Researchers patent a new biomaterial scaffolding for bone regeneration

Scientists in Spain have patented a new biomaterial that facilitates generating bone tissue from umbilical cord stem cells. The material, consisting of an activated carbon cloth support for cells that differentiate giving rise to a product that can promote bone growth, has recently been presented at a press conference at the Biomedical Research Centre in Granada.

Although the method has not yet been applied with ‘in vivo’ models, laboratory results are highly promising. In the future, they could help manufacture medicines for the repair of bone or osteochondrial, tumour or traumatic lesions and to replace lost cartilage in limbs. After obtaining artificial bones in the laboratory, the researchers’ next step is to implant this biomaterial in experimental animal models to see if it can regenerate bone in them.
The scientists, from the Biomedical Research Centre and the Faculties of Sciences of the Universities of Granada and Jaén, and the Spanish National Research Council Institute of Parasitology and Biomedicine “López Neyra”, have made this important scientific breakthrough after years of research.

 

Patented approach

As the authors of the patent explain, no alternative materials are currently available on the market, nor have any been described in the literature. Precedents exist in the development of materials that fulfil the basic function of stimulating cell differentiation but a biologically complex material similar to bone tissue has never before been produced “ex vivo”.

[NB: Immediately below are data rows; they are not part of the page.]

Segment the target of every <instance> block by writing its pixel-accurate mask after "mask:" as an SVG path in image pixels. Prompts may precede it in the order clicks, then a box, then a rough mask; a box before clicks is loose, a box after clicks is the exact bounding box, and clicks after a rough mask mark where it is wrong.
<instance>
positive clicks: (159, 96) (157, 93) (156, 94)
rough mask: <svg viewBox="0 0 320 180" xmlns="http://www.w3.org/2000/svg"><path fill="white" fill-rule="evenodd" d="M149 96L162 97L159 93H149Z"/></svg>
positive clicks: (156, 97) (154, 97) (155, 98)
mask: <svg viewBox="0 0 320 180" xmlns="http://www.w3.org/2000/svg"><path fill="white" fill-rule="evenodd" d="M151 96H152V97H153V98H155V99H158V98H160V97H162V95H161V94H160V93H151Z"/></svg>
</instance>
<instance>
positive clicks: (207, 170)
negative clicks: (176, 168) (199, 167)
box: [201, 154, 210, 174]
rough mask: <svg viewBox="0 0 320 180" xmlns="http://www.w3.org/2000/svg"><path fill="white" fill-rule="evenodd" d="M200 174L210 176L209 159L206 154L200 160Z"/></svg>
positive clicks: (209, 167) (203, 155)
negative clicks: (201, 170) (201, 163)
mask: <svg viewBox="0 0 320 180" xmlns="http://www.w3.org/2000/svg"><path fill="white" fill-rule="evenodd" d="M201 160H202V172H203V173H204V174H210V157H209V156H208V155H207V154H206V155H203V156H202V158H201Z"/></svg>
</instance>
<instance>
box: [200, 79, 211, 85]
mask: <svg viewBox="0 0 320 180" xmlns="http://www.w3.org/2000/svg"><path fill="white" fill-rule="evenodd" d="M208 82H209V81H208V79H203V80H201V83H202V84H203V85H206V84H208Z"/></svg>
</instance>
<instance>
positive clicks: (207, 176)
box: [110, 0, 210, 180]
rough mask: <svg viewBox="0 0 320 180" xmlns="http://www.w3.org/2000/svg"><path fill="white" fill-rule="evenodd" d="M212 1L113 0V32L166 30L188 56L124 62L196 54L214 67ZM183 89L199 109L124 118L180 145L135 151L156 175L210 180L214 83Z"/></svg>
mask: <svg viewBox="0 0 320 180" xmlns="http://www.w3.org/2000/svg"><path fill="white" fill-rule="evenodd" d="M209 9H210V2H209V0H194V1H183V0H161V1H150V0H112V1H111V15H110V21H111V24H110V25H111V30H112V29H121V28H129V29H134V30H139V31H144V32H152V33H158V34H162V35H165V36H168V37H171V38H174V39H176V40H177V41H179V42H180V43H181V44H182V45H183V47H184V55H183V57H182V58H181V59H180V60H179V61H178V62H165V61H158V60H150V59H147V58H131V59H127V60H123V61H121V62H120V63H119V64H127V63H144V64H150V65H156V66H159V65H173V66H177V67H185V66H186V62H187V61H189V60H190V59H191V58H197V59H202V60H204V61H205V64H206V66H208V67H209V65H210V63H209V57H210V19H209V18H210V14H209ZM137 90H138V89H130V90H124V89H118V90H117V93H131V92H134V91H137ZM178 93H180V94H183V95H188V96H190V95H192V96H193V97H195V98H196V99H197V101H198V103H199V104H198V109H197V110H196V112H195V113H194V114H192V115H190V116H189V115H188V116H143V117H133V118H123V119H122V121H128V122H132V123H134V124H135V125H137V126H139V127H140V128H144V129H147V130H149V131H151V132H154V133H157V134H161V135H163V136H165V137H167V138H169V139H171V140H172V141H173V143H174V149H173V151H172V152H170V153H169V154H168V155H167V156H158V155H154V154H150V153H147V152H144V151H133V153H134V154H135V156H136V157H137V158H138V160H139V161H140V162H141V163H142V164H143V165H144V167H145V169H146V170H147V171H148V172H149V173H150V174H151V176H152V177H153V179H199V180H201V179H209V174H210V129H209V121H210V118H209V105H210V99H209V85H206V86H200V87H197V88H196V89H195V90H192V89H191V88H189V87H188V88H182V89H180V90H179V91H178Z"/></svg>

What’s more, the method of stem cell differentiation developed in Granada uses a three-dimensional support and facilitates obtaining cell types implicated in bone regeneration in cell culture conditions not requiring additional differentiation factors or factors that differ from those present in the cell culture serum. In other words, thanks to this invention, a biomaterial consisting of stem cells supported on activated carbon cloth and capable of generating a product in which osteochondrial and mineralised extracellular organic matrix lineage cells exist, can be obtained.

The patent developed in Granada could have numerous applications in stem cell use in regenerative medicine, as well as in treating bone tissue and cartilage lesion problems.
Following this important scientific finding, the researchers are confident of obtaining the finance needed to be able to continue this work and achieve the ultimate objective of their invention: to regenerate bones by implanting biomaterial in patients with pathologies affecting the osseous system.